Aún si las protestas arrecian, la posibilidad de una vacancia es casi nula, a falta de razones más estructurales, porque 91 de los 130 congresistas han duplicado su sueldo o más al resultar elegidos. Incluso si es que los jefes de sus partidos tuvieran la preocupación del costo político de un Congreso que ya bajó de 40% a 10% de aprobación en menos de dos años, casi no hay partido en el que esa autoridad se pueda hacer sentir.
En 2026, aproximadamente uno de cada cuatro peruanos que votarán no tenían 10 años en 2000, es decir no recuerdan la hiperinflación, que implicó volarse 9 ceros en la moneda (1 inti = 1,000 soles de oro y luego 1 nuevo sol = 1 millón de intis). Solo 30% tendrá 46 años o más en 2026 (tenía 20 o más en 2000). En mi generación, constatar que el Estado es un mal administrador fue una vivencia, más que un concepto ideológico, aunque haya todavía algunos que lo defiendan. Tuvimos los Súper Epsa y las inútiles calcomanías en los setenta e hicimos colas interminables por leche Enci en los ochenta, incorporando la obsesión de preguntar a cuánto estaba el dólar hasta varias veces por día. Los cambistas de la calle que todavía vemos nos hacen recordar lo que era el día a día de esas épocas. Nada de eso es recuerdo común.

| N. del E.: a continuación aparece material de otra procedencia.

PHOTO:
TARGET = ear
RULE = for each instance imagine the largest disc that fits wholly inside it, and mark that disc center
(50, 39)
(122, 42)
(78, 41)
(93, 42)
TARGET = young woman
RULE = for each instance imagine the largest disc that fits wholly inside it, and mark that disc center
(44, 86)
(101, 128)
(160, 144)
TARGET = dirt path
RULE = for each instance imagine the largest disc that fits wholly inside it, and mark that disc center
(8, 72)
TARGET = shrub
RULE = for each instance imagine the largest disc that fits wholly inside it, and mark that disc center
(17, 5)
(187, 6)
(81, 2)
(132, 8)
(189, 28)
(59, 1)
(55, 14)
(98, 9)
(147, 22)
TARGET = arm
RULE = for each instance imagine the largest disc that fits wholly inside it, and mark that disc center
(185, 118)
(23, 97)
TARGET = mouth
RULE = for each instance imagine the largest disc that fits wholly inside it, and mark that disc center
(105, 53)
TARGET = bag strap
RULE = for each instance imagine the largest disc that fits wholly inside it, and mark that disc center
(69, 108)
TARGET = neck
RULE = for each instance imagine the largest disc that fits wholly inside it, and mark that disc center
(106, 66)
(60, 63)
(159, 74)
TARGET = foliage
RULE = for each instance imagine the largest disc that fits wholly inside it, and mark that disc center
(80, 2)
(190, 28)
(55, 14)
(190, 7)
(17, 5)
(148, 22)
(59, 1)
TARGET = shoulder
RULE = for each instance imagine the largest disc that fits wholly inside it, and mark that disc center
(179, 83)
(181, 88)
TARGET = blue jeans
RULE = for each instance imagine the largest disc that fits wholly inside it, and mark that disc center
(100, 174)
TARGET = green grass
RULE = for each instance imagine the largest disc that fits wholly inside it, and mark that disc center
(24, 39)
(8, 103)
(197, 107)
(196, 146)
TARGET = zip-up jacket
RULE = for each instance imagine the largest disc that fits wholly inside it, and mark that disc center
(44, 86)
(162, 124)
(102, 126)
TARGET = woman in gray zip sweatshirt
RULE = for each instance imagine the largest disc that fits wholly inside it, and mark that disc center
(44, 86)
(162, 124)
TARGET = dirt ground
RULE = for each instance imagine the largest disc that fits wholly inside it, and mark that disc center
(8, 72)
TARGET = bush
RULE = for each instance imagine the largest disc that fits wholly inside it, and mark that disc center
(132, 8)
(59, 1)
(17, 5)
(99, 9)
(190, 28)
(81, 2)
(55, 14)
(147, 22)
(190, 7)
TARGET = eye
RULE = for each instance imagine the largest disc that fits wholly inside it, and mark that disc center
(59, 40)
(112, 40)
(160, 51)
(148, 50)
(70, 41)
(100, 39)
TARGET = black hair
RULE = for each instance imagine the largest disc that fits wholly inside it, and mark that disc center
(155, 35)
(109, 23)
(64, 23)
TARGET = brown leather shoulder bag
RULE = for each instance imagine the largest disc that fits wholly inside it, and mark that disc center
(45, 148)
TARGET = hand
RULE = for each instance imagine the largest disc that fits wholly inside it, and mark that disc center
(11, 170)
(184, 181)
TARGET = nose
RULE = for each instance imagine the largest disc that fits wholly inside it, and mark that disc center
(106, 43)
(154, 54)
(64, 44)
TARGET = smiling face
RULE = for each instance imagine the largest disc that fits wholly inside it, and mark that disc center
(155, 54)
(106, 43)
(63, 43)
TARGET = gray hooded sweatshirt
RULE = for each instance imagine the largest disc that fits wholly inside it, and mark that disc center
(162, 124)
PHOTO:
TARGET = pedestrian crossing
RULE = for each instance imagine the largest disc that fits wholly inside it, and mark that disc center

Además de recordar la propia historia, Argentina y Bolivia, dos países que han seguido las políticas de intervencionismo estatal en la economía podrían servir de ejemplo. Argentina tuvo 94.8% de inflación en 2022 y 21.7% ¡solo entre enero y marzo de 2023! Bolivia ya es importador neto de hidrocarburos y los bolivianos compran soles para proteger sus ahorros. El modelo boliviano, señalado como referente de que una mayor intervención estatal en el mercado “estratégico de hidrocarburos” tenía buenos resultados terminó generando lo predecible: paralización de inversiones, reducción de reservas probadas e importación neta de hidrocarburos. Pero no solo eso, entre 2006 y 2019, Perú logró reducir la pobreza 35 puntos, versus solo los 23 puntos que pudo Bolivia. Y Bolivia hoy tiene una deuda de 80% de su PBI anual, versus 34% de Perú. Tenemos una lista inmensa de cosas para lograr un Estado funcional y que atienda bien a los peruanos más necesitados, pero ni Bolivia ni Argentina son buenos modelos.
Frente al planteamiento desde la izquierda de introducir cambios al régimen económico de la Constitución de 1993, Waldo Mendoza acaba de publicar un libro específicamente dedicado a analizar el impacto que ha tenido en el Perú. Si bien el libro tiene el detalle técnico y metodológico que corresponde a una investigación económica, su lectura es sencilla y va directo a las controversias, sería necesario difundirlo ampliamente en versión Coquito.